Initially the volume of water present in the cylinder is $ \pi {{\left( 12 \right)}^{2}}\left( 20 \right) $ because the radius of the cylinder is given as $ 12cm $ and the height of the water in the cylinder is given as $ 20cm $ .
After dropping the spherical iron ball the height of the water is raised by $ 6.75cm $ . Hence the volume of the water present in the cylinder after this we will have $ \pi {{\left( 12 \right)}^{2}}\left( 12+6.75 \right) $ .

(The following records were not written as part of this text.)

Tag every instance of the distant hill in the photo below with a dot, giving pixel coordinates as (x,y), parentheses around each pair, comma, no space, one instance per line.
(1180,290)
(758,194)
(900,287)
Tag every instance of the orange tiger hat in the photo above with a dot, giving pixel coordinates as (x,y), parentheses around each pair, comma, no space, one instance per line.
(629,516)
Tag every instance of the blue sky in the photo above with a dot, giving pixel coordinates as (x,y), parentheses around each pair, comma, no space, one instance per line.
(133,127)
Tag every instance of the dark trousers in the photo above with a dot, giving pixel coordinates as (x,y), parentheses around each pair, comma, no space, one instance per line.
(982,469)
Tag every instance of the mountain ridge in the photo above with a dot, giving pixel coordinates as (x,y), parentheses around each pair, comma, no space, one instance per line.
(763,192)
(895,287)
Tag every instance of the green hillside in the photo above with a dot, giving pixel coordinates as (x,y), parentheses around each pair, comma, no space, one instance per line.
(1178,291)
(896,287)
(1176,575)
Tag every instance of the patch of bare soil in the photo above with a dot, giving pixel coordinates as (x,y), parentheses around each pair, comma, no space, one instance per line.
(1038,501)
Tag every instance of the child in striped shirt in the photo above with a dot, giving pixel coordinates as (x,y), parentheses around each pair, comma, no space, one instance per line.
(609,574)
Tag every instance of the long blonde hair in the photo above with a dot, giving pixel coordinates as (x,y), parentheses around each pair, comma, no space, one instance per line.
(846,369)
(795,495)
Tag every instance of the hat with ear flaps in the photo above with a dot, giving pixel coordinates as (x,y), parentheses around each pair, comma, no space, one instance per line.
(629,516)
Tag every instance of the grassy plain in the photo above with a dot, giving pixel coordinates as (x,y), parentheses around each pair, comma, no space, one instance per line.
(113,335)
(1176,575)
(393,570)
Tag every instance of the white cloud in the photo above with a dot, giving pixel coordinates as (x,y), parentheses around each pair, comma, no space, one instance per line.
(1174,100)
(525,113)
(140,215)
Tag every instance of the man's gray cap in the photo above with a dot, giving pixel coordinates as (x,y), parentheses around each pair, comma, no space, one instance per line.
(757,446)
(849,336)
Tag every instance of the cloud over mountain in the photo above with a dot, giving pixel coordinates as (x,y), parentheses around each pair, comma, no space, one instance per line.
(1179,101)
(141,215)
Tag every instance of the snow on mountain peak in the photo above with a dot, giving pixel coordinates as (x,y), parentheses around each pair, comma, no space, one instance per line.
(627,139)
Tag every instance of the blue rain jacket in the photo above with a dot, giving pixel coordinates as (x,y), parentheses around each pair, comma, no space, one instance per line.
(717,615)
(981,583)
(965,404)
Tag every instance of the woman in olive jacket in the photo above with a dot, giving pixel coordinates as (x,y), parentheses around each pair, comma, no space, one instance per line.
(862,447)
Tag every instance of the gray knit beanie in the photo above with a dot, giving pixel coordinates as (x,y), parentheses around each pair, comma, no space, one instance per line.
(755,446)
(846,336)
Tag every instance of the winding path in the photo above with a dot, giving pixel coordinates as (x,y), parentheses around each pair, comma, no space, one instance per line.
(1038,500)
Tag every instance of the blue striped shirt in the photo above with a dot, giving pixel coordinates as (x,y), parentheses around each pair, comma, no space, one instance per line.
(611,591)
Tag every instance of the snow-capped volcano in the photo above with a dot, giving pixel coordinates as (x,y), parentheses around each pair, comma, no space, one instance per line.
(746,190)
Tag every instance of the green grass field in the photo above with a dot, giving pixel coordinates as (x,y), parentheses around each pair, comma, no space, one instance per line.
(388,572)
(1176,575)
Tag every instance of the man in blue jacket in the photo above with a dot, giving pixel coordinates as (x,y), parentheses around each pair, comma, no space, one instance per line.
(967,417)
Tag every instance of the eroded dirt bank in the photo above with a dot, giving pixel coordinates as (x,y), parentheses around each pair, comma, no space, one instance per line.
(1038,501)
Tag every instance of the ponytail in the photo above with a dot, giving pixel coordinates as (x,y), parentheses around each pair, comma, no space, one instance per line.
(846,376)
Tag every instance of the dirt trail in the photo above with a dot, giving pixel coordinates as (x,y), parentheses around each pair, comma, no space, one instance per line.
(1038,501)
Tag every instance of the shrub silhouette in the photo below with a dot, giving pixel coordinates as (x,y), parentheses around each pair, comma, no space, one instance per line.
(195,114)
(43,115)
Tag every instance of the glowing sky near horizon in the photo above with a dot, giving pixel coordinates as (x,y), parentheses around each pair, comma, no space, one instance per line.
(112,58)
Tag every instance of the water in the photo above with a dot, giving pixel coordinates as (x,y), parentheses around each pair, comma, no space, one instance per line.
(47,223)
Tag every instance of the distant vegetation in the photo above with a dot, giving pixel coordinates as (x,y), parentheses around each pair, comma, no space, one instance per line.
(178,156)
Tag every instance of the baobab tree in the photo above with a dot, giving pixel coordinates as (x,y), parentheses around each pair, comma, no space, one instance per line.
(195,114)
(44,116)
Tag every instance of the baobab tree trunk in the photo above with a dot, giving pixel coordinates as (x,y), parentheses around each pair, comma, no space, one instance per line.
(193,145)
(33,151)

Hence the volume of water raised in the cylinder is $ \pi {{\left( 12 \right)}^{2}}\left( 6.75 \right) $ which will be equal to the volume of the spherical iron ball dropped is $ \dfrac{4}{3}\pi r_{1}^{3} $ . Mathematically it can be given as

$ \begin{align}
  & \dfrac{4}{3}\pi r_{1}^{3}=\pi {{\left( 12 \right)}^{2}}\left( 6.75 \right) \\
 & \Rightarrow \dfrac{4}{3}r_{1}^{3}={{\left( 12 \right)}^{2}}\left( 6.75 \right) \\
 & \Rightarrow r_{1}^{3}={{\left( 12 \right)}^{2}}\left( \dfrac{675}{100} \right)\left( \dfrac{3}{4} \right) \\
\end{align} $
Now by further simplifying this we will have
 $ \begin{align}
  & \Rightarrow r_{1}^{3}={{\left( 12 \right)}^{2}}\left( \dfrac{675}{100} \right)\left( \dfrac{3}{4} \right) \\
 & \Rightarrow r_{1}^{3}=\left( {{3}^{2}}\times {{4}^{2}} \right)\left( {{5}^{2}}\times {{3}^{3}} \right)3\left( \dfrac{1}{{{5}^{2}}\times {{2}^{2}}\times 4} \right) \\
 & \Rightarrow r_{1}^{3}={{3}^{3}}\times {{3}^{3}} \\
 & \Rightarrow {{r}_{1}}=9cm \\
\end{align} $
Therefore we can conclude that the radius of the spherical iron ball is $ 9cm $ .
Note:
 While answering questions of this type we should be sure with our calculations. We should be aware of Archimedes’ principle, when the spherical iron ball is dropped into the cylinder the volume of the water raised will be equal to the volume of the spherical iron ball. The volume of the sphere is given by the formulae $ \dfrac{4}{3}\pi {{r}^{3}} $ . The volume of the cylinder is given by the formulae $ \pi {{r}^{2}}h $ .